Dès son arrivée au Québec, Nora Solervicens rejoint le milieu communautaire et participe activement aux différentes activités de solidarité, donne bénévolement des cours d’espagnol et de connaissance de la culture sud-américaine à la Maison culturelle Québec-Amérique latine. Afin de pouvoir travailler dans son domaine d’activité, elle doit, comme beaucoup de personnes immigrantes, reprendre une partie de ses études. Tout en suivant le programme en service social à l’Université de Montréal, elle travaille à l’organisme Au bas de l’échelle qui défend les droits des travailleuses et travailleurs non syndiqués. Elle est engagée dans les dossiers relatifs aux femmes tels que : le retrait préventif pour les femmes enceintes, le harcèlement sexuel au travail et les conditions de travail.

En 1986, elle accepte le poste, comme elle le dit, de directrice générale de l’Hirondelle, un organisme qui offre des services aux personnes immigrantes : services de soutien psychosocial, des cours de français, du dépannage alimentaire.

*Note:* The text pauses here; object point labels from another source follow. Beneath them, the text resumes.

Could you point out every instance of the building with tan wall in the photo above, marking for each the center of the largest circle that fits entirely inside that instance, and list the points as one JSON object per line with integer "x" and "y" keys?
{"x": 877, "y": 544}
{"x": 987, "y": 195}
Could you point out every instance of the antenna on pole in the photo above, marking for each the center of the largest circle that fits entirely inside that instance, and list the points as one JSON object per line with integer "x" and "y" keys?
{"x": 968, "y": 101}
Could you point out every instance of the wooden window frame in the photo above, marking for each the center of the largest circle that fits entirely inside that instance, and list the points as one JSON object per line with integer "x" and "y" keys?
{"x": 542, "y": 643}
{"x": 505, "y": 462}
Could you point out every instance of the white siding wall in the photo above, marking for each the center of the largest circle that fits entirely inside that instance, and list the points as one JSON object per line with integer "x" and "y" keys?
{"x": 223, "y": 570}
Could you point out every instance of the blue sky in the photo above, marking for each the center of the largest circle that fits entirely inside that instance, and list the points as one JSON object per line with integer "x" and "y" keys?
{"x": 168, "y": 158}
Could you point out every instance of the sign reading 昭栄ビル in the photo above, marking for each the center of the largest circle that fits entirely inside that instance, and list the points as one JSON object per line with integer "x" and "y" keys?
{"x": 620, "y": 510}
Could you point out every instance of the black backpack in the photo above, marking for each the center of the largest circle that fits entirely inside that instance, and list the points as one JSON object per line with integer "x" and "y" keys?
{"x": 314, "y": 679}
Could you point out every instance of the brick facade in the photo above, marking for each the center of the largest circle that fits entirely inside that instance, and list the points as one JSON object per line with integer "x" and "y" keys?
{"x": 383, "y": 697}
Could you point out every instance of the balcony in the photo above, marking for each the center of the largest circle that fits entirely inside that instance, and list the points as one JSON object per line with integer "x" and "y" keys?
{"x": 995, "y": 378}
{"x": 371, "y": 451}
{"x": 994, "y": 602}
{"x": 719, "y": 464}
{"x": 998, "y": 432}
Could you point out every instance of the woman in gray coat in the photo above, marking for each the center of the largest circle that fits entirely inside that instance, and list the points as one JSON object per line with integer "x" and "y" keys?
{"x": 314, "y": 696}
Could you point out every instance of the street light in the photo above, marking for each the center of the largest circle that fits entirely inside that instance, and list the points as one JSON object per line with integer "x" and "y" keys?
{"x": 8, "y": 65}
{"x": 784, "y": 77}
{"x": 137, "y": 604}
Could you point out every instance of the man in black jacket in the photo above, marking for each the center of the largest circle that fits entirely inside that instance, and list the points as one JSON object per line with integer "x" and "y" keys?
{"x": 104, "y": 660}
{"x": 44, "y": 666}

Un virage complet s’opère dans sa vie, elle va consacrer désormais à l’Hirondelle son talent en organisation et en planification et développer des services et des programmes selon quatre axes d’intervention : accueil, établissement, adaptation; soutien à l’insertion en emploi; formation professionnelle et rapprochement interculturel. En 1989, Nora Solervicens obtient sa maîtrise en service social de l’Université de Montréal. Son mémoire est intitulé : Les travailleurs non-syndiqués au Québec et leurs conditions de travail.

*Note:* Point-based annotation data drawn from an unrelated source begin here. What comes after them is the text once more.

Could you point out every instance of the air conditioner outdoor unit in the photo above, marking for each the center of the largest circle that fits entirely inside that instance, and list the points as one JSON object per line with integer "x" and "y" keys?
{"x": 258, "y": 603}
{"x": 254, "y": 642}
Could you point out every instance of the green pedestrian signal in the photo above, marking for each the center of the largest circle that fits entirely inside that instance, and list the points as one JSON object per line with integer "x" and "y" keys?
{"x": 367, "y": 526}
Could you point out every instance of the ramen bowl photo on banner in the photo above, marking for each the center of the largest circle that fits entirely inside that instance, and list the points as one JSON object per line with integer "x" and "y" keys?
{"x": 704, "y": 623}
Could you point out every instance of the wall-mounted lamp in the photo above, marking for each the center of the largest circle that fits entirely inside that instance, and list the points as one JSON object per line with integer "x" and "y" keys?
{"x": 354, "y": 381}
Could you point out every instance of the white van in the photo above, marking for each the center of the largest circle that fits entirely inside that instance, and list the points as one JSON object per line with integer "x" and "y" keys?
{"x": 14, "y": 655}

Désormais, Nora Solervicens est, à l’image d’un chef d’orchestre, cohérente, méthodique et chef de file qui donne le ton, marque de générosité et d’engagement social chaque participation à de nombreux regroupements de solidarité : le Comité des Femmes, la Table de concertation des organismes au service des réfugiés et immigrants, le Regroupement des organismes au service des nouveaux arrivants (ROSNA), le Regroupement des organismes multiethniques pour le logement. En 1996, elle devient membre du Comité aviseur de Centraide sur l’accès aux services communautaires pour les personnes immigrantes. En 2001, elle a été déléguée de la Table de concertation des organismes au service des réfugiés et immigrants à la Conférence des Amériques en préparation à la Conférence mondiale sur le racisme en Afrique du Sud (Durban).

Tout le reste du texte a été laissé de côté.